Bref, que du bonheur. Si on ajoute que le personnel est sympathique et compétent, qu'il y a souvent des animations et même un brunch musical de temps en temps, il n'y a aucune excuse pour ne pas s'y précipiter. Et ceux qui n'aiment pas la musique auront quand même intérêt à descendre dans la discothèque du sous-sol, installée dans une cave voutée qui serait celle de l'ancien Hospitale pauperum de Saint-Denis, institution de charité dont il est fait mention pour la première fois dans une charte de 898.

vendredi 10 décembre 2010

Chez Victor Horta

A Bruxelles pour quelques jours, nous décidons d'aller visiter les immeubles Horta à Bruxelles. Mais sous une pluie battante, les pieds trempés, notre exploration se réduit à la maison atelier de Victor Horta. Le problème, c'est que nous ne sommes pas les seuls ! 50 personnes patientent sagement en rang d'oignon sous la pluie glaciale et pénétrante.

Le seuil franchi, le premier coup d'oeil me conforte dans l'idée que cela valait le coup de se geler sur le trottoir.

Horta voulait libérer l'architecture de l'héritage néoclassique et néogothique, en faisant en sorte que l'acte créatif soit mieux adapté à son objet et plus prompt à tirer parti de la grande diversité des matériaux et techniques désormais à la disposition des bâtisseurs. Il avait coutume d'expliquer à ses élèves qu'une œuvre architecturale n'était aboutie que lorsqu'il n'y avait plus de différence entre l'esprit du contenant et celui du contenu. Chaque élément devait alors être conçu comme un complément de tous les autres auxquels il devait être intimement uni : sculptures, peintures, meubles, ferronneries, tapis, lampes, systèmes de chauffage et de ventilation, et autres ornements, tout devait concourir à la cohérence de l'ouvrage.

A peine entré dans la maison, on ressent effectivement une impression de sérénité et d'harmonie, qui trouve sans doute sa source dans l'équilibre des volumes et l'extrême homogénéité de cette maison, où tout, jusqu'aux poignées de porte, a été dessiné par Horta. Elle résulte aussi des couleurs claires utilisées tant pour le mobilier que sur les murs et surtout, de la clarté qui innonde les pièces : la lumière qui provient du plafond de verre de la cage d'escalier baigne les pièces.

On peut ne pas aimer l'esthétique de l'Art nouveau, ce qui est mon cas, mais force est de reconnaître la douce force et l'harmonie subtile du projet de Victor Horta, projet qui me semble à la fois plus rassurant que celui de Gaudi et plus abouti que celui de Majorelle.

Victor Horta adorait la musique mais fût renvoyé du Conservatoire pour indiscipline à l’âge de douze ans.

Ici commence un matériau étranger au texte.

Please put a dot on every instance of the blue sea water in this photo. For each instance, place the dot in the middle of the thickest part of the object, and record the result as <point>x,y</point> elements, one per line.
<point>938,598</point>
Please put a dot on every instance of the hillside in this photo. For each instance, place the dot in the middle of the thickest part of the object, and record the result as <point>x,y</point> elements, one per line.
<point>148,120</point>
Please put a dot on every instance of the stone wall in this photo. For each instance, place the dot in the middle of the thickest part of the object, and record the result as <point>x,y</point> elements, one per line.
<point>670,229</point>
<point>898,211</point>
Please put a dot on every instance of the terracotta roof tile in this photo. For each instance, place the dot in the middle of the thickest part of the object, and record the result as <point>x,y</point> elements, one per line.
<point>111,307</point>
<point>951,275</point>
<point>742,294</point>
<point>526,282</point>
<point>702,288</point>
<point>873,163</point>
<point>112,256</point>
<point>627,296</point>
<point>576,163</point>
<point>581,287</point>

Alors, s'il avait été un musicien, quel aurait pu être son style ? Celui de Debussy ? de son compatriote César Franck ? Je voterai bien pour Fauré.

http://www.hortamuseum.be/

mercredi 1 décembre 2010

L'opéra du 9.3

Il y a bientôt deux ans, dix équipes d'architectes et d'urbanistes internationaux ont été chargées par le Président de la République de concevoir l'agglomération parisienne du XXIe siècle. C'est le projet du Grand Paris.

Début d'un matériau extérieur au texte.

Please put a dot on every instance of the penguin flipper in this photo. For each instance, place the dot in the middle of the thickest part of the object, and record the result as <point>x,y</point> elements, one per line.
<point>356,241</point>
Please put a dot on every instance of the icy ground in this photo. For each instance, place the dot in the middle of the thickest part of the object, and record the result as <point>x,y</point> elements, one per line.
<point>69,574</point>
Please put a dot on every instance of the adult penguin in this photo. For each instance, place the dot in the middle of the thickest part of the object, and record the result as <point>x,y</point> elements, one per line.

Les premières copies ont été remises au ministère de la Culture en février 2009. Et depuis, pas grand chose, à l'exception des empoignades de l'an passé entre Huchon et Blanc sur le "grand 8". C'était avant l'affaire des cigares ; depuis, le ministre a disparu de la circulation et on ne sait plus trop à quoi tout cela va maintenant aboutir. C'est bien dommage, parce que les projets des architectes étaient beaux, novateurs et porteurs d'espoir.

Celui de Roland Castro, sans doute le plus intéressant, nous a fait partager le rêve de la construction d'un opéra tout près de Saint-Denis, au port de Gennevilliers.

Interrogé sur son projet par le Figaro, Roland Castro avait déclaré vouloir "mettre du beau dans les banlieues", ce qui n'est pas du luxe, après des décennies de comportement irresponsable des élus, urbanistes et architectes... Il déclarait aussi : la crise économique rend plus nécessaire encore de repenser l'agglomération parisienne. C'est un vrai projet de civilisation. Il s'agit de fabriquer une métropole dans laquelle il n'y a plus d'apartheid. Le rayonnement mondial de Paris est très lié à sa beauté. Nous voulons mettre du “beau” dans les banlieues, créer un opéra au port de Gennevilliers, et un quartier d'affaires à Vitry, sur une île artificielle.